Des projections alarmantes pour les années à venir
Selon les dernières analyses, les besoins de financement brut du Gabon pourraient atteindre en moyenne 19 % du PIB chaque année entre 2024 et 2029. Cette situation s’explique notamment par le remboursement des Eurobonds et la difficulté croissante à obtenir des financements concessionnels. Parallèlement, les dépenses liées au service de la dette (intérêts et remboursements) pourraient représenter entre 80 % et 115 % des recettes budgétaires, tandis que les intérêts seuls absorberaient entre 20 % et 30 % des recettes publiques. Ces chiffres illustrent l’urgence de renforcer la résilience économique du pays.
Un outil polyvalent pour éclairer les décisions
Le futur modèle ne se contentera pas de fournir un scénario central. Il intégrera également des simulations de crises potentielles : baisse des cours du pétrole, ralentissement de la croissance, fluctuations des recettes fiscales ou choc sur la dette. En s’appuyant sur le Debt Dynamic Tool (DDT), il offrira une analyse globale des liens entre croissance, inflation, finances publiques et soutenabilité de la dette. L’objectif ? Permettre aux décideurs de préparer les budgets avec une vision claire des risques et des opportunités, tout en améliorant la transparence des échanges avec les partenaires financiers.
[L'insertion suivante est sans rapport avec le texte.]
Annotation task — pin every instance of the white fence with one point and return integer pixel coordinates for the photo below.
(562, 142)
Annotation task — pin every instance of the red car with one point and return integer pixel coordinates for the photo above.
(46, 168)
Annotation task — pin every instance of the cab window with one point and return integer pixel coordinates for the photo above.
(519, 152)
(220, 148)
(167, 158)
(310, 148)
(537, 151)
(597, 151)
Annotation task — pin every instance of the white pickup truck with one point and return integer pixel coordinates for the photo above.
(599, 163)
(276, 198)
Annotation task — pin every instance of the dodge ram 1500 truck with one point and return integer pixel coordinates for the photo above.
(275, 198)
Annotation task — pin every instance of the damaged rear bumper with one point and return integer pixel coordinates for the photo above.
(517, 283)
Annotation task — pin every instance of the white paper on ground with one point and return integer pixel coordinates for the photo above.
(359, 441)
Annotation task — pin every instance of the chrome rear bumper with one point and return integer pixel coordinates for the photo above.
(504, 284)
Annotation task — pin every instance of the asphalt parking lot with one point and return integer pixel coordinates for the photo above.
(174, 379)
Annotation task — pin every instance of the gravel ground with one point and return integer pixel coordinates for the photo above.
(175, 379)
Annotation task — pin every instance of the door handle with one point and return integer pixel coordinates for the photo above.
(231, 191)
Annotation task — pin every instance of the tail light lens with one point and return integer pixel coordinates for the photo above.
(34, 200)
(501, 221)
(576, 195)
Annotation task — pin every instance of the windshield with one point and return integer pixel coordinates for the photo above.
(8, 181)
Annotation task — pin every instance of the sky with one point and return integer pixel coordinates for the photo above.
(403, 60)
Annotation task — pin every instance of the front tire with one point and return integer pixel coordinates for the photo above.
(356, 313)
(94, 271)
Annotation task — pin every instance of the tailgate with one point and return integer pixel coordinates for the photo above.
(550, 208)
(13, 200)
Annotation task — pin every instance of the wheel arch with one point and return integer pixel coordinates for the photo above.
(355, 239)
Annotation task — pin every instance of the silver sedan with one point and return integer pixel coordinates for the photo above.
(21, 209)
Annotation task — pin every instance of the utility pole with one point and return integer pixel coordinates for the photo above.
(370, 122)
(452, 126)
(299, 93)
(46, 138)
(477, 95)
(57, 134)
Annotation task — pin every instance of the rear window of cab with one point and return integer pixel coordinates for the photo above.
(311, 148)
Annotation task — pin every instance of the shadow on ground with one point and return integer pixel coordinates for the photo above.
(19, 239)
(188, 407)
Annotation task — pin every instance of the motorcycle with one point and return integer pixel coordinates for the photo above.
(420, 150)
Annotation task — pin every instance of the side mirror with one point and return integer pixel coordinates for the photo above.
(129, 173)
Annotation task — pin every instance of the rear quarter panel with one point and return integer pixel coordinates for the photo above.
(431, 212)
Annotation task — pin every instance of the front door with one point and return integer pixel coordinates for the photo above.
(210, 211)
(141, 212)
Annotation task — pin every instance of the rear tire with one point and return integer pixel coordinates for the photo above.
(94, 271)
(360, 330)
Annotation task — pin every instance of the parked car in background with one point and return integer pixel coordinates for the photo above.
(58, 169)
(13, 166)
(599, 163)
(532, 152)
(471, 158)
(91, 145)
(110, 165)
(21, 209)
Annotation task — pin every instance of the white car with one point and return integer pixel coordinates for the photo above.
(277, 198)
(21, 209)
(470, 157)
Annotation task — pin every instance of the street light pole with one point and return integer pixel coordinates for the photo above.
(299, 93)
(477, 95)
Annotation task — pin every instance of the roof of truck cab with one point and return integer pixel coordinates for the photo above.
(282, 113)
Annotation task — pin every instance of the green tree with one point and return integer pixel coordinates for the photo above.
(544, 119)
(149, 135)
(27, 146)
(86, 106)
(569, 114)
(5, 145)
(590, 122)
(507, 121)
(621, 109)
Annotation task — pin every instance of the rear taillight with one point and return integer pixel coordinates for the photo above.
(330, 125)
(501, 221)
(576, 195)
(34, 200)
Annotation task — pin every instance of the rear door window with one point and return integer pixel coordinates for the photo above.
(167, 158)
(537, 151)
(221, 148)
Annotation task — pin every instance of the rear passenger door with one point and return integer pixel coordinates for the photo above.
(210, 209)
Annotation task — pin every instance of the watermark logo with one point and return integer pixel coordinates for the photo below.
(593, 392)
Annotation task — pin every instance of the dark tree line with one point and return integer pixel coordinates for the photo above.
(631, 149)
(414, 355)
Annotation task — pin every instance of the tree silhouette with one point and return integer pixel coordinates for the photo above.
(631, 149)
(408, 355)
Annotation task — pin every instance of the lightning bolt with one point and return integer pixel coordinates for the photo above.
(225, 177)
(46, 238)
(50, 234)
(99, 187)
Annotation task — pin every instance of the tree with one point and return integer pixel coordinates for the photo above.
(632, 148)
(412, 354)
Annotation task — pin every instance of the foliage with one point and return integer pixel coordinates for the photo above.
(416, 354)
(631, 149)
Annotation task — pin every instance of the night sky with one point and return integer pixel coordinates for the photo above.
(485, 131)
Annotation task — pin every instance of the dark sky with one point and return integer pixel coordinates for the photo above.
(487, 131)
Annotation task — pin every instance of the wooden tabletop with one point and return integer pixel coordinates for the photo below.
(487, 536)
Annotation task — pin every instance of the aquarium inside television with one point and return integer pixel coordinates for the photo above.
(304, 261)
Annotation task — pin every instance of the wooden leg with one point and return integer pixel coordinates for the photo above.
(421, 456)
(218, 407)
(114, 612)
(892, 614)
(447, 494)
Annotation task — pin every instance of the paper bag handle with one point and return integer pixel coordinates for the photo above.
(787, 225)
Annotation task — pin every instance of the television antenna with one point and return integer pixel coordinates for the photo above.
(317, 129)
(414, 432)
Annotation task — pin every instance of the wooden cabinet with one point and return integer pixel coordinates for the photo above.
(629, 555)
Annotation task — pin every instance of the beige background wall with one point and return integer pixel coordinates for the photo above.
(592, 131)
Un projet ambitieux jusqu’en 2027
Ce dispositif, dont la finalisation est prévue pour mars 2027, mobilisera une équipe de 32 experts issus des administrations économiques gabonaises et de la Banque des États de l’Afrique centrale (BEAC). À terme, le FMI ambitionne de faire de cet outil la référence pour l’élaboration des lois de finances et les discussions avec les bailleurs de fonds. Dans un contexte où le Gabon négocie un nouveau programme économique, cette initiative vise à renforcer la crédibilité des politiques publiques et à garantir une gestion plus rigoureuse des finances de l’État, dans un environnement mondial toujours plus incertain.